10 de janeiro de 2013

Oração Interrompida

Por: Júlio César da Paz
      
       Já passava das 18 horas quando o Zé Broinha cruzou a Praça Getúlio Vargas em direção à Matriz. A loja do Seu Duca, como todos os dias, encerrava o expediente àquela hora. Fechar alguns minutos antes, impossível! Fazer o quê se aquele trabalho era uma bênção e se o dinheiro no fim do mês chegava sem atraso? O proprietário – um segundo pai – era amável, generoso... Mas o salário de sacristão também ajudava, além, é claro, da satisfação em servir à paróquia e a convivência com os padres e os leigos.
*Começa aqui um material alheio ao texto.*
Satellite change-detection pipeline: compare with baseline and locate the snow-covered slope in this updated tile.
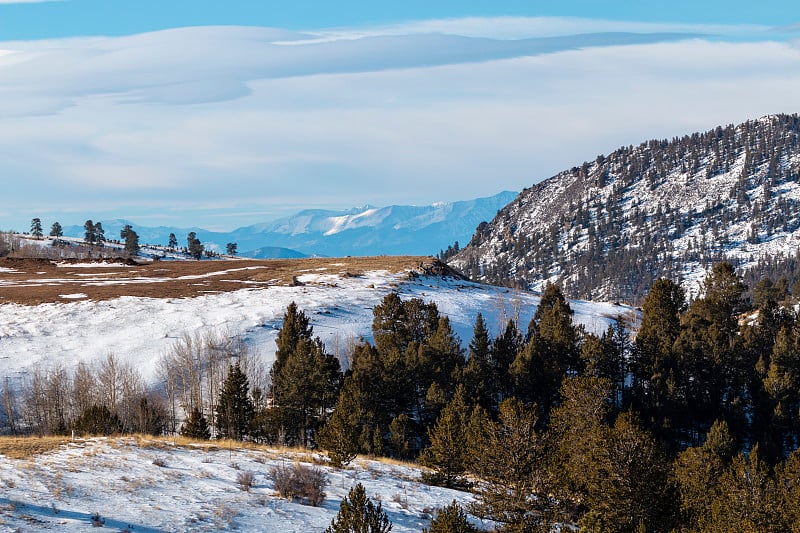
[451,115,800,300]
[0,438,472,533]
[0,271,631,383]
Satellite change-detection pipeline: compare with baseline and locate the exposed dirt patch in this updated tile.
[0,256,442,305]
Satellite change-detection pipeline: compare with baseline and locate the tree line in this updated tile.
[4,263,800,532]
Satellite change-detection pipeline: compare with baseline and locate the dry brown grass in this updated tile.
[0,256,434,305]
[0,437,69,459]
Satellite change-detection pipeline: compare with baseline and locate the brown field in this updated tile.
[0,437,69,459]
[0,256,440,305]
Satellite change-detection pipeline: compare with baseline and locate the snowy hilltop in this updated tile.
[450,115,800,302]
       Ouvir os resmungos do Padre Aloísio quase esfriava o prazer do serviço, principalmente quando, fugindo aos argumentos do sacristão, ordenava sem pena:
       “– Quero a igreja aberta às dezoito horas. Quando a primeira alma se ajoelhar para a reza do terço, que todas as luzes sejam acesas, que o altar esteja preparado com os objetos litúrgicos e os sinos toquem, convidando para a missa.”
       Essas palavras faziam tremer o Souza, que corria feito um louco para não contrariar o vigário. Indiferente ao drama do sacristão-balconista, eu, ainda adolescente e despreocupado, ficava à espera dele e acompanhava seus passos apressados para puxar a corda do “Paulino” – o sino da Matriz que me dava tanta alegria quanto bolhas em tirar-lhe o som. Também me deliciava com as doidices da Tereza, nossa querida e indomável cantora, companheira permanente do Zé, que só se deixava irritar se o assunto fosse a Rosária Carvalho ou algo relacionado à sua idade.
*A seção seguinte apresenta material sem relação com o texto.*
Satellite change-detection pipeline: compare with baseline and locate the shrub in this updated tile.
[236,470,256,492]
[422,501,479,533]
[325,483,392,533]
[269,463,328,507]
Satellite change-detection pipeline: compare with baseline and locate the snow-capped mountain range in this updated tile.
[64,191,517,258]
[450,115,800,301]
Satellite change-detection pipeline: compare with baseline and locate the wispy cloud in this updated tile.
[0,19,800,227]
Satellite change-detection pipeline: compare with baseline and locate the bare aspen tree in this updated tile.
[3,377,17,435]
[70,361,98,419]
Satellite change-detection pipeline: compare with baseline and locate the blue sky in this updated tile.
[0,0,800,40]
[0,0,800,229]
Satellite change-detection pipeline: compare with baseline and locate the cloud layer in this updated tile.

       Naquela tarde fria de julho, ela nos acompanhava – vestido azul, xale branco e um embrulho (Deus sabe de quê) nas mãos – trazendo as últimas notícias que colhera na rua quando vinha para a Matriz.
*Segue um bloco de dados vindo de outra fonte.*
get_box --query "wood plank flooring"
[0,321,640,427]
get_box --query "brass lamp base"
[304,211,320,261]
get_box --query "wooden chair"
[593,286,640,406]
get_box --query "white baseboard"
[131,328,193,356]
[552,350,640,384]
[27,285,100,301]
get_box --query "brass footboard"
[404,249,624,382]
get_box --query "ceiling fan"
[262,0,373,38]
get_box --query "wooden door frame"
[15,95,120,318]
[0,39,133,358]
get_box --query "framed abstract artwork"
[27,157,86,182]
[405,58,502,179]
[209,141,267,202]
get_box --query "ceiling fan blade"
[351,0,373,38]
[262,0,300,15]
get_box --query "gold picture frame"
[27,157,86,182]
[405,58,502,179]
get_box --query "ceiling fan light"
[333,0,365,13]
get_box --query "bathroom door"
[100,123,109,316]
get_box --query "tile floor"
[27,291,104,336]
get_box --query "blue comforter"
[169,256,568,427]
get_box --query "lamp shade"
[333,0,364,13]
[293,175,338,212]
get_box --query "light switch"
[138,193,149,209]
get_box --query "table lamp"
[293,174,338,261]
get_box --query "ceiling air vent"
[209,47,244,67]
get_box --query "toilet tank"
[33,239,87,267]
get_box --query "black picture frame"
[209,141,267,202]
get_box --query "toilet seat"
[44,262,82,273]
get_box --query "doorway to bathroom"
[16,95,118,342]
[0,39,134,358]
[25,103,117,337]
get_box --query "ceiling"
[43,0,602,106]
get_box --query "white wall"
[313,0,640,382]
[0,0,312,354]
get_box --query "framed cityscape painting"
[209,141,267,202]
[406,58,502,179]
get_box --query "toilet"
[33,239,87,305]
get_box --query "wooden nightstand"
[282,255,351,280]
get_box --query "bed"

       - Escute, José! O Beg vai se candidatar? Pois é...Vai. E o meu voto é dele, claro! O homem é bom! O assessor dele me contou que ele vai arranjar abrigo pros cães de rua. Ah! Isso é que é coração, não acha, José?
       Ofegante, já subindo a escadaria, Souza concordava com monossílabos e acenos de cabeça mal planejados, praguejando, disfarçadamente, contra a única mulher que o estava esperando para acender as luzes da igreja – a popularmente conhecida Dona Chata. E a Tereza prosseguiu:
       - Mas, o Hesse também é bom! Ah! É muito bom! Pensando bem, meu voto será dele se candidatar-se novamente. Sabe o que me disseram, José? Que ele vai reformar essa praça aí, inclusive a Fonte Luminosa. Que beleza, não é? Essa fonte merece uma restauração. E, pensativa exclamava – Taí! O meu voto é do Hesse!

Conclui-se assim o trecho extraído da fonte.